Hintergrund ist, dass die die SPD am Ende doch noch die Grünen überholen und zweitstärkste Kraft werden könnte. Das könnte Folgen für die Regierungsbildung haben. Denn die FDP zeigt sich nur offen für Gespräche über ein rechnerisch mögliches Ampel-Bündnis aus Grünen, SPD und FDP, wenn die SPD den Regierungschef stellen würde.

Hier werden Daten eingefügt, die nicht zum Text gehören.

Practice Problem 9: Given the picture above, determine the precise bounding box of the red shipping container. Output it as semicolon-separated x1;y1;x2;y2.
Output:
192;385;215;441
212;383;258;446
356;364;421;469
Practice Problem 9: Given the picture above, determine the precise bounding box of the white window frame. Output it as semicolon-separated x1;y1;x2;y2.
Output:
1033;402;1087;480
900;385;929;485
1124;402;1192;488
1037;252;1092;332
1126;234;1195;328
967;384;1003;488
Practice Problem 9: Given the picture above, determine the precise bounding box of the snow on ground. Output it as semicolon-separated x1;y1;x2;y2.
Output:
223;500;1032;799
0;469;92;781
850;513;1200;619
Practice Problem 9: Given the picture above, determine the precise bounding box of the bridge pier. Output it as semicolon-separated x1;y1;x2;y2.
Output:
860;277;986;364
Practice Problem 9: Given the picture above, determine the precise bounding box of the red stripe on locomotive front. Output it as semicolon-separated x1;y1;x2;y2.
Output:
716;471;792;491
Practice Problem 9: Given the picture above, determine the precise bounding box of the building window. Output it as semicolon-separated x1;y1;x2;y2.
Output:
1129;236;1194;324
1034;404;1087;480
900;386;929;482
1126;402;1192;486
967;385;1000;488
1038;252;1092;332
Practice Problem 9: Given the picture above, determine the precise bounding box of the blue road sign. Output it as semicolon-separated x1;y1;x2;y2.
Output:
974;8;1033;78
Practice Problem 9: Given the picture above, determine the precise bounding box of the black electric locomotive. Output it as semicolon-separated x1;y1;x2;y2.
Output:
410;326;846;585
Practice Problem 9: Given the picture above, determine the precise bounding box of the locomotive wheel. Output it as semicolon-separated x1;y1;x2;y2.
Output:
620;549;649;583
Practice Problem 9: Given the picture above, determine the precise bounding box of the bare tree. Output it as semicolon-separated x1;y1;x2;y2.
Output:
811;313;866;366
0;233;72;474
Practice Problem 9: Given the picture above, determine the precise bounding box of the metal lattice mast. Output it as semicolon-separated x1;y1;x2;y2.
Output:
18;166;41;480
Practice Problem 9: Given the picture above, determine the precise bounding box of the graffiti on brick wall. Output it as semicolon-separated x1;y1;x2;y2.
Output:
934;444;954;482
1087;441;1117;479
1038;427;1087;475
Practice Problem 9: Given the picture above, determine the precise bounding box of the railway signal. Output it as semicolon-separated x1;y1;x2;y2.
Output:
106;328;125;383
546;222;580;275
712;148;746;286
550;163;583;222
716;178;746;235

5:00 Uhr: Der Politologe Wolfgang Schröder sieht die Landtagswahl in Hessen als „kleine Bundestagswahl“. Viele Wähler seien eigentlich zufrieden mit der Arbeit der Landesregierung, hätten sich aber von bundespolitischen Motiven leiten lassen, erklärte der Professor der Uni Kassel der Deutschen Presse-Agentur. „Parteien wie die AfD, Linke und Grüne haben davon profitiert, weil sie nicht an der Regierung beteiligt sind.“ Für den Bund könnte die jetzige Situation zu einer „paradoxen Stabilisierung der Regierung“ führen, sagte Schröder. Die beiden Partner der Großen Koalition seien zu sehr aufeinander angewiesen. „Neuwahlen oder ein Personalwechsel könnten als Flucht aus der Verantwortung gewertet werden.“

In der Regel beansprucht in einer Koalition die Partei mit den meisten Zweitstimmen das Amt des Ministerpräsidenten für sich. In der Wahlnacht hatte ein langsames Computersystem die Auszählung verzögert. Außerdem gab es in Frankfurter Wahlbezirken teils erhebliche Pannen mit falsch übermittelten Werten. Die Stadt hat nach eigener Darstellung die Fehler mittlerweile korrigiert. Allerdings werden auch andernorts in Hessen noch die Wahlergebnisse überprüft, teilweise wird auch neu gezählt.